Kartik Sakthivel, Ph.D., MS-IT/MS-CS, MBA, PGC-IQ
Vice President & Chief Information Officer and Regional Chief Executive Officer – Asia West

Rima Safari
Partner, Consulting Services, PwC

June 2024

As we approach the midpoint of 2024, it is clear that generative artificial intelligence (GenAI) is here to stay within the insurance industry. While carriers already are very familiar with the transformative potential of digital solutions and AI, they now are evaluating how specific GenAI technologies can reshape core businesses functions. Leading-edge insurers are focusing on how to reinvent their processes to leverage the unique capabilities of GenAI. When they do this well, they will benefit from tangible outcomes across the insurance value chain.

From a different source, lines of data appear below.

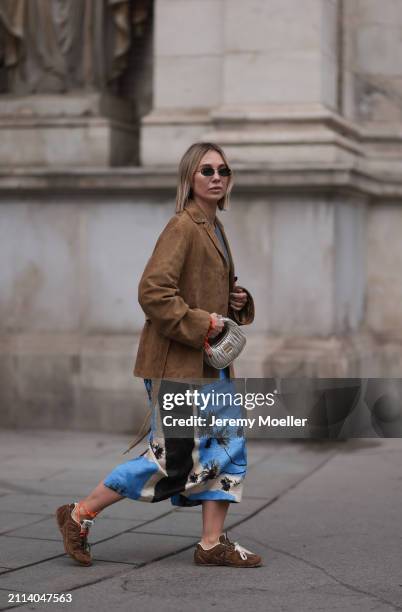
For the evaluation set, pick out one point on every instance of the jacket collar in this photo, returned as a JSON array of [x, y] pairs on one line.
[[195, 212], [198, 215]]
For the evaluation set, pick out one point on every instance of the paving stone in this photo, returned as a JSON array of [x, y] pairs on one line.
[[178, 523], [16, 520], [16, 552], [58, 575], [70, 489], [139, 547], [48, 529], [47, 504]]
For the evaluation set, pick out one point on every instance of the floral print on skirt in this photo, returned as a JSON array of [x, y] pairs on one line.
[[209, 463]]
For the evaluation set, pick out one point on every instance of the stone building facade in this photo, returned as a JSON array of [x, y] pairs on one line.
[[305, 96]]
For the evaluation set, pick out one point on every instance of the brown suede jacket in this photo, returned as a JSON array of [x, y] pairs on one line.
[[186, 278]]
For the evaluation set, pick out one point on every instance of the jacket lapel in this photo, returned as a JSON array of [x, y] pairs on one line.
[[198, 215], [231, 263]]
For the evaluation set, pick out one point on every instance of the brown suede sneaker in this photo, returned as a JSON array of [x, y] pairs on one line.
[[226, 553], [74, 535]]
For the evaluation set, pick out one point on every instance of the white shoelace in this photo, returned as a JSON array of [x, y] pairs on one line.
[[242, 551]]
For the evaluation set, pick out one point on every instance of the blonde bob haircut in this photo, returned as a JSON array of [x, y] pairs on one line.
[[188, 166]]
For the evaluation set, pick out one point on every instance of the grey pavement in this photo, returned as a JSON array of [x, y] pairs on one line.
[[325, 516]]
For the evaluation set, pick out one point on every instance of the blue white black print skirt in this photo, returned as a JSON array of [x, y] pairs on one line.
[[205, 463]]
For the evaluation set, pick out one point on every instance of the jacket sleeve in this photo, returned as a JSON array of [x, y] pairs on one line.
[[158, 291], [245, 316]]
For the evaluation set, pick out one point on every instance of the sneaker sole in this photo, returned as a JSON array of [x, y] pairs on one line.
[[227, 565]]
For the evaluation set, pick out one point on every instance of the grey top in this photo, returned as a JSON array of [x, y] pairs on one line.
[[220, 238]]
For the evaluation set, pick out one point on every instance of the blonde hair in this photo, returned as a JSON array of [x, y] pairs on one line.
[[188, 165]]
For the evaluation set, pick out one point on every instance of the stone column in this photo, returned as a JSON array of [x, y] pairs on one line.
[[262, 78]]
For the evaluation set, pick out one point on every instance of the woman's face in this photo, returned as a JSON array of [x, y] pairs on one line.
[[210, 188]]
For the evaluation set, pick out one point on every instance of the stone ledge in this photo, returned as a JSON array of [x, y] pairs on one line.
[[259, 178]]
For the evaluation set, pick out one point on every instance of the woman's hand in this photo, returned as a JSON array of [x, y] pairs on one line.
[[238, 298], [217, 325]]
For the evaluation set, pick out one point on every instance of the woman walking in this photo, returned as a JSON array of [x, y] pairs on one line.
[[187, 286]]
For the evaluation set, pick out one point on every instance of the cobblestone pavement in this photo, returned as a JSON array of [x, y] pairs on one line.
[[325, 516]]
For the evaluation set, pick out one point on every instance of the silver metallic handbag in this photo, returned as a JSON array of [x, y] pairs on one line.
[[226, 347]]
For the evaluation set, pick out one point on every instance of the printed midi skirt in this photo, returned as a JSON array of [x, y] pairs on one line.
[[191, 463]]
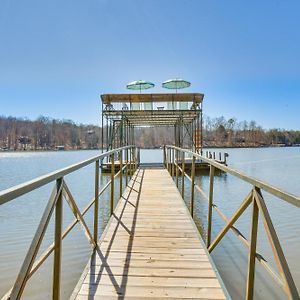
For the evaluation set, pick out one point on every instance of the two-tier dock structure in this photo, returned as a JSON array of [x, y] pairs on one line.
[[151, 247]]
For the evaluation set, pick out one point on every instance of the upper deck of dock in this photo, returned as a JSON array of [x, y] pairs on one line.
[[151, 248]]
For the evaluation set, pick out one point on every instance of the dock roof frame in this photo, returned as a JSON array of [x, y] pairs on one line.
[[120, 121]]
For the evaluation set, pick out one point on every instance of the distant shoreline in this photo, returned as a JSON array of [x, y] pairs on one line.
[[154, 148]]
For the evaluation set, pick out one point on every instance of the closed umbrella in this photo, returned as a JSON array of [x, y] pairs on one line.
[[140, 85], [176, 84]]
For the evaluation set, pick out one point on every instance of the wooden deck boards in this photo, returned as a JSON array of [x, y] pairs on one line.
[[150, 248]]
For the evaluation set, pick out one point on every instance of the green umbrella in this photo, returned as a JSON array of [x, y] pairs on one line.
[[176, 84], [140, 85]]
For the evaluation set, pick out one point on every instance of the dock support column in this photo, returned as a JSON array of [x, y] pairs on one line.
[[252, 252], [169, 160], [173, 162], [121, 173], [96, 208], [130, 163], [210, 204], [112, 183], [193, 186], [177, 170], [57, 243], [182, 174], [126, 174]]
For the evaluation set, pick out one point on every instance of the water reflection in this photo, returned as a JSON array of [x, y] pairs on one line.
[[19, 218]]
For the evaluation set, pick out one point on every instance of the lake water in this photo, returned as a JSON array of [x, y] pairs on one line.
[[19, 218]]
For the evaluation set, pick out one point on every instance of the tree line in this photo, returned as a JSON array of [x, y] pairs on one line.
[[46, 133]]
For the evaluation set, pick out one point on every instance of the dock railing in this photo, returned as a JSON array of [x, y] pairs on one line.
[[127, 157], [174, 161]]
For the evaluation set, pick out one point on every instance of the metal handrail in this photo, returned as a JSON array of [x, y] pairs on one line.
[[285, 280], [61, 191]]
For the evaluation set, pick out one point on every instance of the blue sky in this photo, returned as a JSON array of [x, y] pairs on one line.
[[57, 57]]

In PwC’s 27th Annual Global CEO Survey, leaders from all industries, including insurance, shared their views on GenAI. Seventy percent believe GenAI will significantly change the way their company creates, delivers and captures value. Thirty-one percent say their company already has changed its technology strategy because of GenAI. In light of this evolution, this article addresses what 2024 may hold for insurers and outlines steps carriers are taking to build an AI-enabled future. Here are some trends to consider:

Business stakeholders, working with centralized AI “factories” and centers of excellence (CoEs), will be the engines for AI delivery. Carriers have begun 2024 with a much clearer intent than last year — budgeting thoughtfully and applying lessons learned from use cases. However, questions remain about the most effective ways to build an effective AI function. LIMRA and PwC anticipate large carriers will adopt a disciplined AI “factory” model that operates with established standards and at scale. Small and midsize insurers are likely to use CoEs, which bring together cross-functional stakeholders to align standards and foster partnership.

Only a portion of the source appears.